Although the numerical results indicate that DCM can model the partial volume effect reliably, it should be noted that it does not increase the spatial resolution. That is, it does not give any additional information about how the multiple compositions are spatially distributed inside a voxel. Investigations on the impact of subvoxel spatial distributions still need high resolution techniques. Besides this, the DCM still cannot to be used for lab-CT. The X-ray of lab-CT is polychromatic, which make the correlation between the tomodensity with the physical density of sample more difficult to be established.

4. Conclusions

The 3D physical structure of a Yangquan coal sample is obtained using the DCM nonlinear optimization approach with multienergy synchrotron X-ray CT at different image resolutions. The distributions of pores, coal matrix, and minerals in the same region of the coal sample have been quantitatively reconstructed at different spatial resolutions.
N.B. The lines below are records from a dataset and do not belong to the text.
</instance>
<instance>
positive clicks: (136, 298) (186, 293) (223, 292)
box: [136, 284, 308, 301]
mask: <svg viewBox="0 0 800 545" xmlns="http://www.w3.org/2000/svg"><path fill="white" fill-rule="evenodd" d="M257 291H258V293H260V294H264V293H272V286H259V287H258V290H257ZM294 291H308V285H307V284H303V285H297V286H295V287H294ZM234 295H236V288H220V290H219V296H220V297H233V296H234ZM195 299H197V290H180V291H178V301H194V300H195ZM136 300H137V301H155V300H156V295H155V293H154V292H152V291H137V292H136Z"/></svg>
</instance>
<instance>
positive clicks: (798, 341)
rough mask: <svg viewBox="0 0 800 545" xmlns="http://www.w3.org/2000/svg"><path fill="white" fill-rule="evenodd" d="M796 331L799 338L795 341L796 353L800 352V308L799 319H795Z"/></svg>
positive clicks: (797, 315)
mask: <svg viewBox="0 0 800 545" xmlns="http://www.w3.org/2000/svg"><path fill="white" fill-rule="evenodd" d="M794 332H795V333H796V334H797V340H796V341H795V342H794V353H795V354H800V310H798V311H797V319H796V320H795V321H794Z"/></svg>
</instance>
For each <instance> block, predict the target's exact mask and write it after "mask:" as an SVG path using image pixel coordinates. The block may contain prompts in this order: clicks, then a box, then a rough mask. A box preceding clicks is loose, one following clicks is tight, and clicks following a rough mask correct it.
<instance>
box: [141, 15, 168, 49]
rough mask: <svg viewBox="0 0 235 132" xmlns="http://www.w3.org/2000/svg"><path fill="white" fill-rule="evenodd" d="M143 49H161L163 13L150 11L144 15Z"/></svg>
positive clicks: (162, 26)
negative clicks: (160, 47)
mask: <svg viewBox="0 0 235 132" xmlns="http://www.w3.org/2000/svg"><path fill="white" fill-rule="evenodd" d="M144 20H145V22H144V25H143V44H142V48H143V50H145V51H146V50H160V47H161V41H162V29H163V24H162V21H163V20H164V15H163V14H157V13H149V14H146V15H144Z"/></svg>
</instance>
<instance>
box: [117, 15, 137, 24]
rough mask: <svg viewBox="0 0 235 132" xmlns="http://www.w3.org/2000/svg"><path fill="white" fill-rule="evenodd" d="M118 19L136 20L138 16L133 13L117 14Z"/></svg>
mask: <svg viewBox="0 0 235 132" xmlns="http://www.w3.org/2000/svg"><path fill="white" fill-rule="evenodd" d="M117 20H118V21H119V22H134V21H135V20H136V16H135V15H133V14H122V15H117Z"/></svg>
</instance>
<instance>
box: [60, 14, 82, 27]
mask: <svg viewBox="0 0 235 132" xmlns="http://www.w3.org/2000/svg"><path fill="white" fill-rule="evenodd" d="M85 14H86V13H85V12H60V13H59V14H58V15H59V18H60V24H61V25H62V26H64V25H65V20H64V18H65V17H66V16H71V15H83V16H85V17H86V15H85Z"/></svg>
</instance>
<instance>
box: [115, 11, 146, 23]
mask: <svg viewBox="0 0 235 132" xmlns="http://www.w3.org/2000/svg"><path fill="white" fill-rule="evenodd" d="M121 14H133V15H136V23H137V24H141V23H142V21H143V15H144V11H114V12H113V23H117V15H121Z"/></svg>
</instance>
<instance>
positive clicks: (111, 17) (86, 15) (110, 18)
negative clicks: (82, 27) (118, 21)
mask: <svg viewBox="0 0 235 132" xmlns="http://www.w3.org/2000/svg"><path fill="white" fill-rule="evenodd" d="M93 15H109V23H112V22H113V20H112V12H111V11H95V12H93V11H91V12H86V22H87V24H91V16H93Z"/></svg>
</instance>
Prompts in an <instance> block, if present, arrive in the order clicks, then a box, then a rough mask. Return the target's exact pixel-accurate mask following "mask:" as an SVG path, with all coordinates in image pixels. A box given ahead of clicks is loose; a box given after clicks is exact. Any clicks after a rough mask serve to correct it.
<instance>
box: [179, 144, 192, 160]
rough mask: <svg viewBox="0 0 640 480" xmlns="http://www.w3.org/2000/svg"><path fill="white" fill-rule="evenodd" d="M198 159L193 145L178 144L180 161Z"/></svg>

By comparing average volume fractions of mineral phases and pores in these subregions in the sample, it is concluded that the DCM computed results were consistent under the two resolutions. For materials with structures span over multiple length scales such as coal, it has been difficult to characterize them using the existing 3D X-ray CT technique due to limited spatial dynamical range of the technique. If one wish to resolve the fine length scale structures, the sample size has to be reduced accordingly that would reduce its statistical representativeness. The results presented in this paper indicate that using a large sample would not necessarily lose subvoxel effect by using the DCM approach, although, with higher image resolution, spatial distributions of compositions whose size is smaller than the pixel size can be resolved more precisely. With a reduced spatial resolution, the computational efficiency is improved.

Conflict of Interests

The authors declare that they have no financial or personal relationships with other people or organizations that can inappropriately influence their works; there are no professional or other personal interests of any nature or kind in any product, service, and/or company that could be construed as influencing the position presented in, or the review of, the paper.


This work is sponsored by the National Key Basic Research Program of China (973) (no. 2014CB239004), National Nature Science Foundation of China (no. 21206087), the One Hundred Person Project of Shanxi Province, and CSIRO Computational and Simulation Science Transformational Capability Platform. The authors would like to thank BL13W of the Shanghai Synchrotron Radiation Facility for providing X-ray CT experimental support.